Readings: Song of Solomon 2:10-13; 8:6-7; Colossians 3:12-17

In the Name of God, Father, Son, and Holy Spirit, Amen:

Well, Surprise!

As N. and N. and I have been preparing for today, I’ve been threatening them that I’d preach a 6-hour homily, but just in case some of you don’t like surprises as much as these two, I’ll make this short before you start lobbing rotten tomatoes in this direction!

Surprises: At first glance nothing seems to be further from the kind of long-term faithfulness at the heart of marriage. When choosing a partner we weigh our options carefully, engage in serious soul-searching based on our own experience, our personalities, our priorities and needs and wants. Nearly every corner of the relationship market these days has completely sold out to the idea of analytical compatibility, which leaves very little room for any kind of real surprise. Surprises are not welcome by this kind of metric!

But I think surprise is one of the chief cornerstones of any good relationship, no matter how many years you’ve spent together or how well you know each other. One of the things at the heart of the Church’s conviction about who people are is that each is made in the image of God. As God is infinite, inexhaustible, so is any mirror put up to reflect his image. We spend our whole lives on this earth getting to know God and the things he has made.

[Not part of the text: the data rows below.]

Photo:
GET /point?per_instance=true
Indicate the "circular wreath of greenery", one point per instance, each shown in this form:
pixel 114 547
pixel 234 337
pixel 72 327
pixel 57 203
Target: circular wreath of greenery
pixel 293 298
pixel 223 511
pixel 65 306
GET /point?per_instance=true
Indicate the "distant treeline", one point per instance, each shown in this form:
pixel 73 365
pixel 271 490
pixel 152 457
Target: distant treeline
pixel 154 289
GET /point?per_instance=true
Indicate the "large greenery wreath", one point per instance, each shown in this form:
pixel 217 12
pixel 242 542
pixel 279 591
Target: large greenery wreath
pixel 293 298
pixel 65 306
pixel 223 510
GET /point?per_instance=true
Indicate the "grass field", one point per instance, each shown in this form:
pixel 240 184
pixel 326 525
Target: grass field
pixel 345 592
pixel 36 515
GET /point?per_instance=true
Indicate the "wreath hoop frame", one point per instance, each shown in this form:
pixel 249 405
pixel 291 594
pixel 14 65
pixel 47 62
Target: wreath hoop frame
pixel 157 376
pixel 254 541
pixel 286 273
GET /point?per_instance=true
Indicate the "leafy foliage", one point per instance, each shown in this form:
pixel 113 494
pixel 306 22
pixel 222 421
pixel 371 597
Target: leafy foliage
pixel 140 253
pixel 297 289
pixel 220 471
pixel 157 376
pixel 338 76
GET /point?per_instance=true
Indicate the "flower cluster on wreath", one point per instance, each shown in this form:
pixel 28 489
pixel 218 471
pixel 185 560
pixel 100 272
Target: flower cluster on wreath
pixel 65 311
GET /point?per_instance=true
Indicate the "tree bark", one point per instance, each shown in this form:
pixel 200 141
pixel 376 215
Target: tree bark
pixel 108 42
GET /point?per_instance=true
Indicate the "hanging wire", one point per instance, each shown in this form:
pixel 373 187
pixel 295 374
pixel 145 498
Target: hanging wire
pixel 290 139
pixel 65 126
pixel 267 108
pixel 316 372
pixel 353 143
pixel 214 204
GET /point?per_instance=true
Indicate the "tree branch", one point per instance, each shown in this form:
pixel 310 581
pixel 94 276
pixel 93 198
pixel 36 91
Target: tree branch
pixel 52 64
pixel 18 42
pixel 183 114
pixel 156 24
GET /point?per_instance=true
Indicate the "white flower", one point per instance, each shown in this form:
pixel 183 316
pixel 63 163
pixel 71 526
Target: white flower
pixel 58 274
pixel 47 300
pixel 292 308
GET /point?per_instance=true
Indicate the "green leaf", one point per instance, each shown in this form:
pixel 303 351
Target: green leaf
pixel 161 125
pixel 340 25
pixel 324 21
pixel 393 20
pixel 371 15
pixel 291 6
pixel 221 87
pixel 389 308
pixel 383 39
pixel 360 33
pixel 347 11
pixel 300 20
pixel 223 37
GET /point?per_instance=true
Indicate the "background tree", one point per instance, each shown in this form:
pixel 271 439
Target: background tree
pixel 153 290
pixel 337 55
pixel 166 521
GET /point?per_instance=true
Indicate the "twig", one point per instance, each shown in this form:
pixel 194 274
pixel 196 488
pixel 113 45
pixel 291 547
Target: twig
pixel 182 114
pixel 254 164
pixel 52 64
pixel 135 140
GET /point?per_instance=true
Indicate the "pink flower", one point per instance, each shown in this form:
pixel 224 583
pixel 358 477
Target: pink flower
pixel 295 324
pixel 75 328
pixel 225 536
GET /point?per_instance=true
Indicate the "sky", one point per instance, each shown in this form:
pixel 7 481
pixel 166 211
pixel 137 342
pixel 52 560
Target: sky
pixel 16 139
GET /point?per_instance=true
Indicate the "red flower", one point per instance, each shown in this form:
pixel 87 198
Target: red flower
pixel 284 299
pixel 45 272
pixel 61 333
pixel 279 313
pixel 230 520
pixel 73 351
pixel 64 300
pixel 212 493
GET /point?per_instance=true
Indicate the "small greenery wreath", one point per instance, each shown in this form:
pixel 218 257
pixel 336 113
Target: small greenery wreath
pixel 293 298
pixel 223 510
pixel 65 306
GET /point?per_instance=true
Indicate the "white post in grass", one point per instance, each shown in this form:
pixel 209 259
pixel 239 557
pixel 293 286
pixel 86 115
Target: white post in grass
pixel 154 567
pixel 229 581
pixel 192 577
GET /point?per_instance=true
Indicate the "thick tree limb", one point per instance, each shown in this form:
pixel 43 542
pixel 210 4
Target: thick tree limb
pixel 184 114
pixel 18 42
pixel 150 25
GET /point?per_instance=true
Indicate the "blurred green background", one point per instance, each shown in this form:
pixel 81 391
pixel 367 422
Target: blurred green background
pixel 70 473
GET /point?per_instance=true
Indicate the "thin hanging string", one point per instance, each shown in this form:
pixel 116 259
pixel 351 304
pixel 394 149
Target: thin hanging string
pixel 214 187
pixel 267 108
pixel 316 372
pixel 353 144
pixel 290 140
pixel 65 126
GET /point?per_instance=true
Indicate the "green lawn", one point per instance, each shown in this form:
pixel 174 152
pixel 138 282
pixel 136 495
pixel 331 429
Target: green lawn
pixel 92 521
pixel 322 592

Recently I was at a bedside giving last rites to a man many regarded as exceptionally wise, strong in faith over many decades of life’s many episodes. What was going through his mind as he lay there dying? Great thoughts of profound meaning about his life and the people he loved? Not by any measure — he was remembering the stories of his childhood, and the songs he learned in Sunday School. He went to his death croaking out the tune “Jesus loves me this I know, for the Bible tells me so.” Here on his deathbed he was still full of the wonder of a child, ready for more mysteries to unfold, more surprises to be unveiled, just around the next corner.

Why do I tell this story at a wedding? Because just as this man was full of childlike wonder before entering the nearer presence of God, so in this life you and I are constantly brought face to face with persons who bear his image: whose depths we can never exhaust, who are always just one step ahead of us no matter how well we think we might know them.

This is the way it is with every person in our lives, and the degree to which we allow them to surprise us with who they are is the degree to which we learn to love as God loves.

In no relationship is this more profoundly the case than in marriage. Sometimes I’ll hear from someone married a long time, that they’ve lived with their husband or wife for forty, fifty, sixty years, and they still don’t understand them. It’s often meant as a quick quip, a light joke, but there’s a very deep truth there. The person whom you marry will always be one step beyond you, eluding your complete understanding, evading your complete grasp. 

As the poet in Song of Solomon calls his beloved from where she lies to where he is going, a husband or wife calls the other from out of the current moment into the beyond, into the realm of God’s love, where mercy is new every morning, and worlds on worlds are created for sheer joy. There is no exhausting that love, no possessing it, no controlling it. Here we are on the eve of Holy Week, when we remember chief of all that even death itself can have no lasting hold on God, and the more it tries the more it is undone.

Which is all a very long way of saying, N. and N., surprise one another! Be ready to be surprised. There is no telling how the years will unfold, or what you will have made of each other when you face your own last moments. But understand there will be many surprises along the way, many unforeseen moments, many chances to see afresh, to make anew, to forgive, to restore, to nurture, to flourish. Welcome the surprises, use them as occasions to learn something of God, and to grow in love. Easter is the surprise that remakes the world. Let your marriage be the occasion for God to remake you, as you love one another in his Name and in his power.

In the Name of God, Father, Son, and Holy Spirit: Amen.